The data set is a 2 column data set. Column 1 is Original element. Column 2 is a an equivalent sub for the original element. The objective is to create group ID's that group all equivalent parts into the same group ID.
I have thought about writing loop statement to do this but feels like it will adversely affect performance. The original data set to run this will have ~4 million rows of original data.
#Sample data
set.seed(78)
x = data.frame(Original = sample(letters, 10), Sub = sample(letters, 10))
#Sample output is 'Group_ID' column
y = data.frame(Original = x$Original, Sub = x$Sub, Group_ID = c("Group_01", "Group_02", "Group_02", "Group_03", "Group_04", "Group_02", "Group_05", "Group_04", "Group_06", "Group_05"))
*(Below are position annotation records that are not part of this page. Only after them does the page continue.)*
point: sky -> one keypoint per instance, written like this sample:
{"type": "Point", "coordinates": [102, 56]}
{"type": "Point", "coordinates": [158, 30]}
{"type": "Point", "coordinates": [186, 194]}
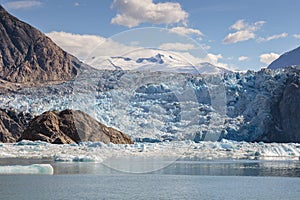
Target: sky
{"type": "Point", "coordinates": [237, 34]}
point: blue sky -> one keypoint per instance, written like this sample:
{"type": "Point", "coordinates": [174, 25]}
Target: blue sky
{"type": "Point", "coordinates": [243, 34]}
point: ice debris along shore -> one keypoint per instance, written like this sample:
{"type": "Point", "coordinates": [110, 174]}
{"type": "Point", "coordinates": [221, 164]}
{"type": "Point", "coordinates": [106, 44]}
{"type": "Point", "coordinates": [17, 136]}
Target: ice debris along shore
{"type": "Point", "coordinates": [185, 150]}
{"type": "Point", "coordinates": [164, 106]}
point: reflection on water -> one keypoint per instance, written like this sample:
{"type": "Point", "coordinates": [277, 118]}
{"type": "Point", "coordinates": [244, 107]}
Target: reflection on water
{"type": "Point", "coordinates": [212, 168]}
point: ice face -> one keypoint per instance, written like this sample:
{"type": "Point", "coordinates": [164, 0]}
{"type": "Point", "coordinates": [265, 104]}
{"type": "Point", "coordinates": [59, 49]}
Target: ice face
{"type": "Point", "coordinates": [27, 169]}
{"type": "Point", "coordinates": [165, 106]}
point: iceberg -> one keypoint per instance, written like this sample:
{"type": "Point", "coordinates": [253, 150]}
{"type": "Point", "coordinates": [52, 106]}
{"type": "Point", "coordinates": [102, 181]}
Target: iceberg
{"type": "Point", "coordinates": [46, 169]}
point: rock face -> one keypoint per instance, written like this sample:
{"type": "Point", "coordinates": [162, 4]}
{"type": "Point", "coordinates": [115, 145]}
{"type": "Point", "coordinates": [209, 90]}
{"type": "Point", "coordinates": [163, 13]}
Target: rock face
{"type": "Point", "coordinates": [27, 55]}
{"type": "Point", "coordinates": [286, 112]}
{"type": "Point", "coordinates": [12, 125]}
{"type": "Point", "coordinates": [288, 59]}
{"type": "Point", "coordinates": [70, 126]}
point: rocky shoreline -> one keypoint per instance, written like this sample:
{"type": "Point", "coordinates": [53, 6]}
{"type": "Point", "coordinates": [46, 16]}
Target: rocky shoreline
{"type": "Point", "coordinates": [64, 127]}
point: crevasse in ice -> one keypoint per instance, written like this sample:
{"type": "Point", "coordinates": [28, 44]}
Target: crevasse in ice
{"type": "Point", "coordinates": [164, 106]}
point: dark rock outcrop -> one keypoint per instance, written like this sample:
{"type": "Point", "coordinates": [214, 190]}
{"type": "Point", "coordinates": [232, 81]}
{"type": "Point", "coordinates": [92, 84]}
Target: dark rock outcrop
{"type": "Point", "coordinates": [27, 55]}
{"type": "Point", "coordinates": [71, 126]}
{"type": "Point", "coordinates": [286, 112]}
{"type": "Point", "coordinates": [12, 125]}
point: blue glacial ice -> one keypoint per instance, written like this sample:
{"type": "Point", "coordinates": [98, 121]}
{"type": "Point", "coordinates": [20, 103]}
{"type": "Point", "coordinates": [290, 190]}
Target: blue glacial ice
{"type": "Point", "coordinates": [164, 106]}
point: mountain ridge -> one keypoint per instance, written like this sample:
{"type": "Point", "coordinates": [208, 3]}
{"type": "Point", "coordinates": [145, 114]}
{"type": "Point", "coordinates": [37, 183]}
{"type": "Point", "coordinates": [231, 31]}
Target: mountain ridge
{"type": "Point", "coordinates": [27, 55]}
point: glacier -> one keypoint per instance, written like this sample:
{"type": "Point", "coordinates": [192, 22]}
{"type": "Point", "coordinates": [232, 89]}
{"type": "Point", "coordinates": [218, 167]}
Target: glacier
{"type": "Point", "coordinates": [163, 106]}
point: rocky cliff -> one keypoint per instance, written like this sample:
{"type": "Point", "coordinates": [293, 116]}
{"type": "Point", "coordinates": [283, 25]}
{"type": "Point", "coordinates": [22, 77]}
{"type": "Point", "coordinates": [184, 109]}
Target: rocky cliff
{"type": "Point", "coordinates": [27, 55]}
{"type": "Point", "coordinates": [65, 127]}
{"type": "Point", "coordinates": [71, 126]}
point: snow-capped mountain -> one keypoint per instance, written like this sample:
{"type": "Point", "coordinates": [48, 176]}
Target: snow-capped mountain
{"type": "Point", "coordinates": [156, 60]}
{"type": "Point", "coordinates": [287, 59]}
Input is object x. Row 1 indicates that 't' and 'w' are equivalent elements and belong in a group. ROw 2 indicates that 'u' and 'o' are equivalent elements and belong in a group and so on...
Output is 'Group_ID' column in y.
Row1: t and w are included in Group_01 (first row, new group) Row2: u and o do not occur in anyt previous groups. New Group_02 is created Row3: 'o' is already part of Group_02 from Row 2. So, 'u', 'o', 'i' are all equivalent and substitutibile to each other. So, Group_02 is reused here and so on...
With this sample data, it can be seen that rows Group_02 is repeated 3 times (row #'s 2,3,6) and Group_05 is repeated 2 times (row #'s 7,10 with 'f' being common element).